By Jason Stverak, Chief Advocacy Officer, DCUC
Credit unions were built on purpose, not profit. That simple distinction still matters, and it should shape how we think about advocacy across the movement.
Too often, industry debates get framed as if large and small credit unions have competing interests. They do not. A stronger legislative and regulatory environment helps every credit union serve more members, invest more confidently, and plan more effectively for the future. The smallest institutions need room to remain viable and independent. Larger institutions need room to innovate, grow, and expand access. Those are not opposing goals. They are part of the same mission.
That is why associations must work on behalf of all credit unions.
Not just the largest. Not just the smallest. All credit unions.
A healthy movement needs both scale and local connection. It needs the smaller credit union that knows its members personally and understands the needs of its community in real time. It also needs the larger credit union with the resources to invest in technology, broaden services, and show what the cooperative model can achieve at scale. Both are important to the long-term strength of the industry. Both reflect the credit union difference.
The right question for associations is not which segment deserves more attention. The right question is whether our advocacy is building an environment where every credit union has a chance to grow and thrive.
That means defending the tax status. It means pushing for right-sized regulation. It means modernizing outdated requirements that create unnecessary burden. It means recognizing that a rule that is manageable for a large institution may be disproportionately difficult for a small one. And it means resisting the temptation to treat growth as a problem when that growth is rooted in member service.
There is also a broader strategic point the movement cannot afford to ignore: a united credit union movement is the biggest fear of the banks and their lobbyists.
They understand that division weakens us. If they can separate large credit unions from small ones or convince one part of the movement that another part is the problem, they do not have to confront the full strength of a coordinated industry. That is why their arguments so often try to divide credit unions by size, structure, or success. It is not just a policy strategy. It is a political one.
We should not make that work easier for them.
When banks and their advocates attack the credit union model, they are not making a narrow argument. They are challenging the not-for-profit, member-owned structure that defines the entire movement. They want policymakers to forget what makes credit unions different. They want to blur the distinction between cooperatives and banks. And they want credit unions debating each other while they press their case in Washington and in state capitals.
That is why unity matters.
But unity has to mean more than good branding. It has to mean more than conference themes and talking points. Unity has to be practical. It has to show up in how associations listen, how they advocate, and how they build coalitions. It has to mean that every credit union, regardless of size, believes it has a voice in the process and a stake in the outcome.

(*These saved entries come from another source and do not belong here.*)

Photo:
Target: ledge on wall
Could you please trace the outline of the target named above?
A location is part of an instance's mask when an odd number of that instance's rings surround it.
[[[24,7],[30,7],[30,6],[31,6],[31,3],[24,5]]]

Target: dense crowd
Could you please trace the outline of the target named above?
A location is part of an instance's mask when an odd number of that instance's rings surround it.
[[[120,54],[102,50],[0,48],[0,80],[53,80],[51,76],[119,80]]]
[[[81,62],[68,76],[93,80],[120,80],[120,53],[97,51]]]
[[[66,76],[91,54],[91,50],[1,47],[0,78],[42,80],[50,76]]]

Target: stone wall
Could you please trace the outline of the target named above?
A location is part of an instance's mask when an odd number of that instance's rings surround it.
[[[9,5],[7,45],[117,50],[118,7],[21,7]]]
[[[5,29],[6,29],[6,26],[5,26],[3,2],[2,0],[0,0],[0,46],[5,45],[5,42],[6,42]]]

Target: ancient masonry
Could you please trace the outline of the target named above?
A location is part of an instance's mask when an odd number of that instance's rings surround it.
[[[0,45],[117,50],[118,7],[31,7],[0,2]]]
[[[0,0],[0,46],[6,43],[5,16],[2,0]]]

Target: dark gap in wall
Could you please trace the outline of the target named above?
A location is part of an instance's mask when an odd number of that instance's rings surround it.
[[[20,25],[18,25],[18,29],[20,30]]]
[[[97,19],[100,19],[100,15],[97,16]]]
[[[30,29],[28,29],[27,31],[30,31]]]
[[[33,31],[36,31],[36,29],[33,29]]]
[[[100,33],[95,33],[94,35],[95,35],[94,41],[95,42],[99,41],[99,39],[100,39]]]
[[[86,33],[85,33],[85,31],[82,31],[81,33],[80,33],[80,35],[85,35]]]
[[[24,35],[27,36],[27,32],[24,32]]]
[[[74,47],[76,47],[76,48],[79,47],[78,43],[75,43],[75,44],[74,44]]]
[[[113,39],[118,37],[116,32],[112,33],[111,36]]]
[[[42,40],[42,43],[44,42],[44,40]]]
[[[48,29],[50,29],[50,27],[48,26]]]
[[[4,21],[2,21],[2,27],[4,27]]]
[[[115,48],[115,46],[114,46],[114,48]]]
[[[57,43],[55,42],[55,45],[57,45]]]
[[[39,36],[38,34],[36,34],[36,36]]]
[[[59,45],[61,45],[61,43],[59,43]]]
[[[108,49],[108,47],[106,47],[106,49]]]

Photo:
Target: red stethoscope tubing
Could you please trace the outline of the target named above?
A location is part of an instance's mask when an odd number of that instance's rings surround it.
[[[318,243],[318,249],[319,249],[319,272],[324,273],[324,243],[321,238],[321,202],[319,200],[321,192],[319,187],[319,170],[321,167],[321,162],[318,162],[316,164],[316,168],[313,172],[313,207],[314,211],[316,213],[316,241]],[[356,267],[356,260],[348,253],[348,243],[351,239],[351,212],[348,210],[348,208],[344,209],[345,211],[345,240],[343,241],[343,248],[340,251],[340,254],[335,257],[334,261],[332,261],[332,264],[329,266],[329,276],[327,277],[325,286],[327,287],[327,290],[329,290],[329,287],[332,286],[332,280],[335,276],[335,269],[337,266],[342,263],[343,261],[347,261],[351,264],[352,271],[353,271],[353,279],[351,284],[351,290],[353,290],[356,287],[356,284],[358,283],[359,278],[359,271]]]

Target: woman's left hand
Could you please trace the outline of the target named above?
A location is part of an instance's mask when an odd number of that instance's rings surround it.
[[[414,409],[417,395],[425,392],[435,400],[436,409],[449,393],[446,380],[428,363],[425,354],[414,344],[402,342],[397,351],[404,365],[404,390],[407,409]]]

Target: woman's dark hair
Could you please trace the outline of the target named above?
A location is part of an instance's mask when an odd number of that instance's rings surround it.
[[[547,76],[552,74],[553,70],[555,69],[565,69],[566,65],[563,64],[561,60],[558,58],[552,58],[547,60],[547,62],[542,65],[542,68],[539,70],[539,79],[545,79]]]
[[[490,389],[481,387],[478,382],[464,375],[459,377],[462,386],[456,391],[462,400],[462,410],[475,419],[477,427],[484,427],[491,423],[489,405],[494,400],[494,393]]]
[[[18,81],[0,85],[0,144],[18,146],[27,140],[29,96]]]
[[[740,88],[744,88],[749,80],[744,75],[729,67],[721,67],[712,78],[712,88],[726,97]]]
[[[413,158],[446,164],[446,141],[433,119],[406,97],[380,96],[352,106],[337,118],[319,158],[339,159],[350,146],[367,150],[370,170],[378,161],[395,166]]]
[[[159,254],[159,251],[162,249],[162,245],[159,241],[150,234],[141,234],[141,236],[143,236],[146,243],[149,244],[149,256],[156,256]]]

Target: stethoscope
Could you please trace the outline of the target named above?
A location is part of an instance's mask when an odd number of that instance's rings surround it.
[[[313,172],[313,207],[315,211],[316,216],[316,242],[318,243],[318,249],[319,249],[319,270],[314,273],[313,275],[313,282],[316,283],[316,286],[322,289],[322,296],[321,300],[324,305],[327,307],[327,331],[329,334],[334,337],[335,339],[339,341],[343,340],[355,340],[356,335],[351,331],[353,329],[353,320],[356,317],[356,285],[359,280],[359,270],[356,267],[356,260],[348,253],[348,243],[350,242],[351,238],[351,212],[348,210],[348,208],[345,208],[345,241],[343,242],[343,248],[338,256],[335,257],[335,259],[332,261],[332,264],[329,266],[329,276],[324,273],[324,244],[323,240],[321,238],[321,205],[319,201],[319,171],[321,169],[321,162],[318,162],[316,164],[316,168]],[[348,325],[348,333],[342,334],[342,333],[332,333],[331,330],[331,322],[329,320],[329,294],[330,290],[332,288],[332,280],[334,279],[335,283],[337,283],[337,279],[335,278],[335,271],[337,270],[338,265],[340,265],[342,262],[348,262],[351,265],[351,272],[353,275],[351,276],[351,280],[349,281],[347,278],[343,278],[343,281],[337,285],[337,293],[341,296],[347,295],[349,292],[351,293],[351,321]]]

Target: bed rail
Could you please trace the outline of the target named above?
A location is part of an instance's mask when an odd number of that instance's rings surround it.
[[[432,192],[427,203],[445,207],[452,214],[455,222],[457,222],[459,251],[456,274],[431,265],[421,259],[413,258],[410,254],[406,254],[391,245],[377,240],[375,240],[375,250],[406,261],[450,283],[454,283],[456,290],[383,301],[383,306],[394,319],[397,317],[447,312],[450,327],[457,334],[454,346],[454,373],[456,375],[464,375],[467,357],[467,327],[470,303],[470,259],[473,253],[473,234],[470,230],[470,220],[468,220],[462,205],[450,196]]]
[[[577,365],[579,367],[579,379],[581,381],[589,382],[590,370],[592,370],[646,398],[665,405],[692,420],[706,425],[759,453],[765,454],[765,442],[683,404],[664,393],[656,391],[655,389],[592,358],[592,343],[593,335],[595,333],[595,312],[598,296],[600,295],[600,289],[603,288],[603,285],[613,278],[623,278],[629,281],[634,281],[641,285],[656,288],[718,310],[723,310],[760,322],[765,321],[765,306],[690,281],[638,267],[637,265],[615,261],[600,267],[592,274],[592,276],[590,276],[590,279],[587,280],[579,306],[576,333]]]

At DCUC, that is how we approach the work. We are prepared to work with anyone who is serious about promoting and protecting credit unions. We will work with large credit unions and small credit unions. We will work with leagues, national associations, and partners across the movement. If the goal is to strengthen the credit union charter, protect member service, and improve the operating environment for credit unions, then we are ready to be at the table.
That is not just a statement of principle. It is how real advocacy gets done.
Unity is not proven by rhetoric. It is proven through deeds.
It is proven by who shows up when the tax status is under attack. It is proven by who helps organize a coordinated response. It is proven by who builds shared resources, who makes the case to lawmakers, who engages grassroots advocates, and who works through differences before they become fractures. In this movement, credibility comes from action.
That is especially important right now. Credit unions are facing a policy environment that is more demanding, more competitive, and more politically contested than ever. Compliance burdens continue to grow. Bank lobbyists continue to attack the tax status and question the legitimacy of credit union growth. Policymakers continue to weigh decisions that will shape how credit unions operate for years to come. This is not the time for siloed thinking. It is not the time for internal division.
It is the time for disciplined, coordinated advocacy.
Associations should be judged by whether they make the movement stronger as a whole. Are they helping the smallest credit unions remain viable? Are they giving larger credit unions the ability to keep serving at scale? Are they defending the cooperative model clearly and consistently? Are they bringing the movement together when it matters most?
Those are the questions that matter.
The credit union movement has always been strongest when it acts like a movement. Not a set of competing camps. Not a collection of separate agendas. A movement.
That is the standard associations should meet. And that is the standard we should expect from ourselves.
A rising tide lifts all boats. In the credit union space, that means building an advocacy strategy that supports the entire movement and leaves no institution behind. It means understanding that the success of one part of the movement strengthens the whole. And it means recognizing that when credit unions stand together, our voice is stronger, our case is clearer, and our future is more secure.
That is the kind of unity the moment requires. And it is the kind of unity worth fighting for.